They considered his mortality and ethics flaws, but aside from that, they treated him as something of a neighborhood celebrity. And despite Shiv’s best efforts, he enjoyed it. He valued it. After a lifetime of being a pariah, positive attention was like an oasis in a desert for Shiv.

But they’re still orcs. Never forget, Shiv. Never forget what they do to people. What they’ll do to the people you care about the moment they get a chance. He reminded himself this time and time again. But knowing was one thing, and feeling was another.

And there he noticed another weakness in himself that the orcs could exploit—that they were exploiting.
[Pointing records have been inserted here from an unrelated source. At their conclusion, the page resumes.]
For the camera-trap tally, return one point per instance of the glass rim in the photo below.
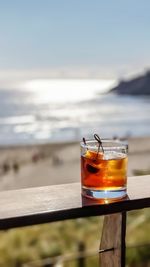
(116, 144)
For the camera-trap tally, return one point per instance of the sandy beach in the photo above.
(39, 165)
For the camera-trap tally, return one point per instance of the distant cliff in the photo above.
(136, 86)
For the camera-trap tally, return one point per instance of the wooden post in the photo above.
(112, 246)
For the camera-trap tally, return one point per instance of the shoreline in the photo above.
(57, 163)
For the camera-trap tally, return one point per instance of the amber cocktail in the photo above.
(104, 169)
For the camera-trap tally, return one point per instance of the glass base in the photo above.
(104, 194)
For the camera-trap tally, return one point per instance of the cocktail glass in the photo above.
(104, 169)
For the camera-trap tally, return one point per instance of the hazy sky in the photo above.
(86, 37)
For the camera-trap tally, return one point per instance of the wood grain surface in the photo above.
(59, 202)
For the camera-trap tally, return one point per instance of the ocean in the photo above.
(41, 111)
He had Shape of Monstrosity. That was his edge in terms of social dynamics. That, and his willingness to break or kill them—his indifference toward death and pain. But their grasp over psychology and social dynamics far exceeded his, and in the hours he spent in the Tutorial, he found himself laughing with the orcs. Amused by them. Mistaking them for companions.

And I can’t have them charm me. Not completely.

Psychology 26 > 28

And so, intermittently, he applied his own psychological updates. He reached back and reminded himself of memories and emotions. Memories of what Band did, of how 811 crushed a child’s skull before Shiv. Time and again, Shiv fed himself doses of slight rage to center his thoughts and taint his feelings toward the orcs. It had some effect. But it wouldn’t be enough in the long run. He would need to ask Uva’s aid in bolstering his defenses.

Psychomancy 14 > 16

“Insul… Insul!” Helix called out. Shiv blinked, and realized he sank into his own thoughts again. “Ah. Your attention span is also too fragile. You should ask that Umbral of yours to show you how to ground your mind to the present. That will make up for more than a few of your deficiencies.”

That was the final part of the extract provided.